Ao desembarcarmos tentamos nos munir ao máximo de material turístico para abordarmos os principais pontos de interesse e pra nossa triste surpresa, não encontramos absolutamente NADA sobre os aborígenes, vasculhamos páginas e páginas de várias revistas, panfletos, mapas, guias, etc… sem sucesso.


Em Sydney os aborígenes vivem às margens da sociedade, sofrendo fortes preconceitos e discriminação, seus traços físicos são inconfundíveis.

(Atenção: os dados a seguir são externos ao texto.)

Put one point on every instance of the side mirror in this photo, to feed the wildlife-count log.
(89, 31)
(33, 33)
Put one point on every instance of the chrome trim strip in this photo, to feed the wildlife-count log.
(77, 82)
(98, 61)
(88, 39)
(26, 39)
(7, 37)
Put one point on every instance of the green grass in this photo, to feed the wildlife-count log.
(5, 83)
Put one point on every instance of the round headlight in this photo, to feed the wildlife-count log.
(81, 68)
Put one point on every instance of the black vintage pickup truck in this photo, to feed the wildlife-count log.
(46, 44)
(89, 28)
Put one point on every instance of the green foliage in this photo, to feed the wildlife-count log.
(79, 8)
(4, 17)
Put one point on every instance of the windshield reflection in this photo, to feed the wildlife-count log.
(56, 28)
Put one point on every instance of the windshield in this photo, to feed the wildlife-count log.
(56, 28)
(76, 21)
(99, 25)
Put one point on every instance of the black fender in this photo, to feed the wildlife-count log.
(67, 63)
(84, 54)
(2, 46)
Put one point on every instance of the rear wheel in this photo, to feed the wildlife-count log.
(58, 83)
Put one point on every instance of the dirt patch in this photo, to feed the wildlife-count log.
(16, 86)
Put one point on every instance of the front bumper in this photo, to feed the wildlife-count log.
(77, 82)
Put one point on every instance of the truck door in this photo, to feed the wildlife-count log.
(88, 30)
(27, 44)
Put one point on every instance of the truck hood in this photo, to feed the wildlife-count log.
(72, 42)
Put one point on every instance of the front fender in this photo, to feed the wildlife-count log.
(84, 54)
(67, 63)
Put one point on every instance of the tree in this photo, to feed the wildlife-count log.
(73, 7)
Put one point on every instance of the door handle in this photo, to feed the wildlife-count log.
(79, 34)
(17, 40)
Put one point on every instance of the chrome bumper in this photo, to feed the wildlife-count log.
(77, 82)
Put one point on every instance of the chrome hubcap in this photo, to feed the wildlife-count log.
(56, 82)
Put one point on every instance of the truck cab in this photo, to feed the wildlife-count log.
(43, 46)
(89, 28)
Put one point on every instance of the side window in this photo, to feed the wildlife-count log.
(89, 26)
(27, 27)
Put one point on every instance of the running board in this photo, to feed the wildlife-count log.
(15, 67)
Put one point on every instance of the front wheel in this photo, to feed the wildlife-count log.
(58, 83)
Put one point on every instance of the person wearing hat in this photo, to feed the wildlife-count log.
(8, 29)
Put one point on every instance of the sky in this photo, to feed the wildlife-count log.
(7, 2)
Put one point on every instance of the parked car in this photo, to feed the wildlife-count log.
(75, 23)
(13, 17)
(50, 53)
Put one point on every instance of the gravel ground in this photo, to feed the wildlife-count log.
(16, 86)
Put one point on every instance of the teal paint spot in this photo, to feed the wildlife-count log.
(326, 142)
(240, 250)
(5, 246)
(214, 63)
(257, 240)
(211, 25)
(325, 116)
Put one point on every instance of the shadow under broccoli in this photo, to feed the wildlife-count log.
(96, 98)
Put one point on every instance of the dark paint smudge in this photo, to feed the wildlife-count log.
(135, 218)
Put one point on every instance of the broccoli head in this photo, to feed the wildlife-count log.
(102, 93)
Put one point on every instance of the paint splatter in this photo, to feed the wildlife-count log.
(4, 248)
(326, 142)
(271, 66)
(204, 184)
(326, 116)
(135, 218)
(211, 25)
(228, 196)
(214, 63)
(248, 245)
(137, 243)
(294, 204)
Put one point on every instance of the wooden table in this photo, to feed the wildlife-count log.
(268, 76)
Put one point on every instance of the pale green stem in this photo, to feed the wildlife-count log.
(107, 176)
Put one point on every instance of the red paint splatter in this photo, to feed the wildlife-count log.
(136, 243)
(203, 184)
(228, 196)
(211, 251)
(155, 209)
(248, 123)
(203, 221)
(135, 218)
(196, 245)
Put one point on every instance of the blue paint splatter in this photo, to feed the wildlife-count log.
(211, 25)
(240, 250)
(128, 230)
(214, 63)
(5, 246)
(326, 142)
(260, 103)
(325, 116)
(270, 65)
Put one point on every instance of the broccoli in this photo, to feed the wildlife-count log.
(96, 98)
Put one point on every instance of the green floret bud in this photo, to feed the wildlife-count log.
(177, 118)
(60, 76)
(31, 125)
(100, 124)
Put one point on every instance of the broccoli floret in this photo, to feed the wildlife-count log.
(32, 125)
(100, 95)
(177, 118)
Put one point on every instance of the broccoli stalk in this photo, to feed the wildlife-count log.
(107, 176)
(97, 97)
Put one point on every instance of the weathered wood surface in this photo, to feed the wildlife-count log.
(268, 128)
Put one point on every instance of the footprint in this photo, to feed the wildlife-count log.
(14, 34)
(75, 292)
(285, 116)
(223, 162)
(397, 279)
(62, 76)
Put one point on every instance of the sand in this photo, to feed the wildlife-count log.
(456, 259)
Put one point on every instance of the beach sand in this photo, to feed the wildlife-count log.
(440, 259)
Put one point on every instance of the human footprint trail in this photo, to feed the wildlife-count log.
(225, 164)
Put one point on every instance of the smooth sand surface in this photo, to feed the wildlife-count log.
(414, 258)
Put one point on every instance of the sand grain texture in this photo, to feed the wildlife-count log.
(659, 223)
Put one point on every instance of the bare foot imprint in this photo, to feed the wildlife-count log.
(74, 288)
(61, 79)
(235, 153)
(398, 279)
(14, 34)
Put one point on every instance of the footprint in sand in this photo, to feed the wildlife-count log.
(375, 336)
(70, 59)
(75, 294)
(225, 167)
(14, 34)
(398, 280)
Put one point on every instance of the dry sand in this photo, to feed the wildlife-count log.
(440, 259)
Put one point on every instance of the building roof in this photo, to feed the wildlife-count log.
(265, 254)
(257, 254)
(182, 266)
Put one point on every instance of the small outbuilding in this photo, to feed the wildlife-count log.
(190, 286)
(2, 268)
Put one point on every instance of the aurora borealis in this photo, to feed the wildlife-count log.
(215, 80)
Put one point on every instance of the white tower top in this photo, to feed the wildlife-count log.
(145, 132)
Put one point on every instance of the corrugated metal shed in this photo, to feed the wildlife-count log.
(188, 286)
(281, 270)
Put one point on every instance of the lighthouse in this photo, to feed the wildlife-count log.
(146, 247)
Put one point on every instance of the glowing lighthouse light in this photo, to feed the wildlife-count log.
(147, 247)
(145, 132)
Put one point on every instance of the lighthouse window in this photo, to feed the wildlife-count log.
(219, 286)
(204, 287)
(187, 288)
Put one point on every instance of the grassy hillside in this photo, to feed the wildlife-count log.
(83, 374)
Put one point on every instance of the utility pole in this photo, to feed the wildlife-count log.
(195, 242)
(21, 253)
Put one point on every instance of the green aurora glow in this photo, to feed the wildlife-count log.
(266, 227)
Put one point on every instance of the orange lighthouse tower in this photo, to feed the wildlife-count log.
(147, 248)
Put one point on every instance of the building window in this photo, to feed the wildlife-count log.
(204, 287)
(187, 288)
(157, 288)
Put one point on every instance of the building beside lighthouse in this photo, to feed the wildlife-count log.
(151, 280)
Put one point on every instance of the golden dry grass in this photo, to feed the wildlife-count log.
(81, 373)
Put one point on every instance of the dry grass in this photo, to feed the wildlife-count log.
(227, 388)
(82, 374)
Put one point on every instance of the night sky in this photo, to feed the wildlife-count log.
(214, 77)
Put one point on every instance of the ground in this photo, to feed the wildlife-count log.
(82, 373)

Ocupam geralmente sub-empregos e acabam vivendo de pequenas apresentacões do que restou de sua cultura, em tendas armadas nos principais pontos turísticos da cidade sopram seus “didgeridoos” emitindo um som bem exótico que mixam com música eletrônica atual produzindo uma verdadeira salada musical que recebe alguns trocos dos turistas que passam.


Conversamos com um aborígene que nos contou um pouco da situação que lhes descrevo aqui, marcou no dia seguinte para conversarmos melhor, conhecermos sua família, mas infelizmente não apareceu…


Em outras partes do país existem comunidades mais preservadas, mas com o rítmo de crescimento do país não sabemos até quando essa originalidade será mantida.


Hoje são pouco mais de 200 mil entre 20 milhões de habitantes na Austrália, foram praticamente fugidos para as regiões desérticas do país na época em que os colonizadores ingleses caçavam-nos por puro prazer e envenenavam com arsenico a água de vilas inteiras quase dizimando a raça que em 1965 era composta por apenas com 40 mil aborígenes.


Aproveitando a proximidade geográfica ao país vizinho, a Nova Zelândia, fomos incitados a desvendar um pouco sobre outra cultura indígena ancestral, a Maori . Trocamos algumas milhas e mudamos nossa rota original em busca de uma comparação entre as histórias, pois queríamos saber se lá encontraríamos o mesmo que ocorrera na Austrália.


Depois de 3 horas de voo e um pouso super tranquilo em Auckland, nos deparamos com vários aviões da empresa aérea local, a New Zealand Airlines, cujas caudas dos aviões são “tatuadas” com um símbolo maori. Ao desembarcamos passamos sob um portal todo entalhado em madeira com a arte típica dos Maoris, nesse momento nos bateu uma preocupação de que poderia ter ocorrido o mesmo que na Austrália, o país se apropriando da fama de uma cultura de raízes, da arte Maori, mas sem uma preocupação com o povo em si.


Mas felizmente o quadro foi diferente, ao caminharmos pelo aeroporto encontramos vários Maoris trabalhando normalmente, nos guichês da aduana, integrando a equipe de terra das companhias aéreas, nas lojas de passagens rostos maoris estavam misturados a sociedade.


Que alívio, que alegria presenciar a realidade de um povo que não se deixou oprimir pelo colonizador. Nos dias que se seguiram na Nova Zelândia pudemos confirmar a plena participação do povo Maori e notamos o orgulho que o país sente dessa cultura, sentimos na pele e entrevistamos várias pessoas, Maoris e não Maoris, que confirmaram nossas impressões. Afinal representam quase 20% da população.


As tatuagens que antigamente preenchiam os rostos dos Maoris indentificavam e distiguiam as tribos e quanto mais tatuagens a pessoa tivesse maior seria o poder dentro do clã. Mulheres recebiam as tatuagens ao redor da boca apenas, pois a dor para fazê-las era muito grande.


Essa arte ainda sobrevive no rosto de alguns habitantes, mas é algo raro. No corpo os desenhos ainda são comuns e mais uma evidência do apreço pela tão distinta arte se faz visível em inúmeros lugares, como livros, revistas, ônibus, logomarcas, museus, e até muitos nomes de cidades, etc.


A sobrevivência de uma cultura depende muito dos esforços feitos para mantê-la como foi o caso dos Maoris, que não abriram mão, lutaram e resistiram. Já os Aborígenes talvez não tenham tido a mesma força, obstinação ou mesmo preparação para resistir e hoje vivem uma triste realidade, que pode ser facilmente notada.


Até que ponto nos importamos com a cultura? Será que mantê-la não nos proporciona bases para que tenhamos o direito de existir?